Core Elements of Account-Based Marketing

Account-based marketing, or ABM, is ideally suited to B2B sales. The extended sales cycles, multiple layers of buying authority, and years-long customer relationships are perfect for an account-based approach. Despite that, many B2B marketers have found optimized, fully effective ABM elusive, often because they don’t yet have the infrastructure in place to support it. To make the most of ABM takes some strategic rethinking, a little discipline, and a more complete toolset. Here’s how to put the pieces together and use marketing automation technology to make account-based marketing relevant for your organization today instead of a distant goal.

Connect Marketing and Sales

The transfer from marketing to sales is one of the most precarious stages in leads’ life cycles. All too often, data that’s accessible to the team on one side of the fence isn’t visible to the other, leading to gaps in customer care and wasted effort. With proper alignment of your marketing and sales approaches, you’re working in tandem, not in conflict or at random. Communication and coordination at the account level keeps all team leaders on the same page, allowing for better timing, greater responsiveness, and more detailed customer knowledge.

Create Meaningful Segments

Successful ABM is predicated on deep, thorough understanding of each lead as a “segment of one.” Without marketing automation, it isn’t feasible to address thousands of leads individually, but with automated nurture programs and customized content, you’re able to give each lead specific attention that directly translates into more conversions. Marketing automation lets you define segments not only according to demographic data, but also firmographic and behavioral information. By putting your leads’ choices and behaviors into context, you get an understanding of them as individuals while still retaining the efficiency and speed of segmentation-based strategies.
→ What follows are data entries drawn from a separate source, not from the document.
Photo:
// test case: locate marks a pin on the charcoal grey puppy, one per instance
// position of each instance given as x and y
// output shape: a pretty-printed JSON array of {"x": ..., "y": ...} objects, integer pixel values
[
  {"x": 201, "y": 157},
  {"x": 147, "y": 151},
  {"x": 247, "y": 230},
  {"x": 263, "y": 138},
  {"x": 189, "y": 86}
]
Define Triggers and Filters

Marketing automation tools come with pre-set filters for segmentation, but you can also define your own custom filters and triggers that suit your organization’s specific needs. It might make sense for one B2B business to filter academic inquiries, but another might want to prioritize them – a publisher that specializes in textbooks and industry journals, for example. With marketing automation, you set the rules that guide the system’s software, developing segments that are relevant to you and your leads. Triggers that alert the sales team when a lead takes a particular action that’s strongly associated with taking a critical step in a buying journey foster closer communications between marketing and sales – which, as you’ve seen, is essential to successful ABM.

Track Results

Marketing and sales activities have inherent price tags attached; successful ABM strategies must be able to cover those costs and then some with the revenue they produce. Without a way to quantify results, you don’t know if what you’re doing is working. Marketing automation technology delivers comprehensive metrics and lets you see results from numerous angles so you get the clearest possible picture of how well your account-based marketing strategy is working for you. Because you’re tracing the buying journeys of each of your leads, you can spot the branches in the road, those critical junctures at which buyers either opt out or forge ahead. When the marketing team recognizes these points, the system can place virtual signposts there for the sales team, alerting them to changes in a lead’s state of sales readiness.

Talk It Out

As important as automation is to your ABM program, it’s also vital to review with the people who comprise your sales and marketing teams. Get together and talk over success stories and areas for improvement. New technology helps you execute account-based marketing strategies, but human ingenuity is what develops them in the first place.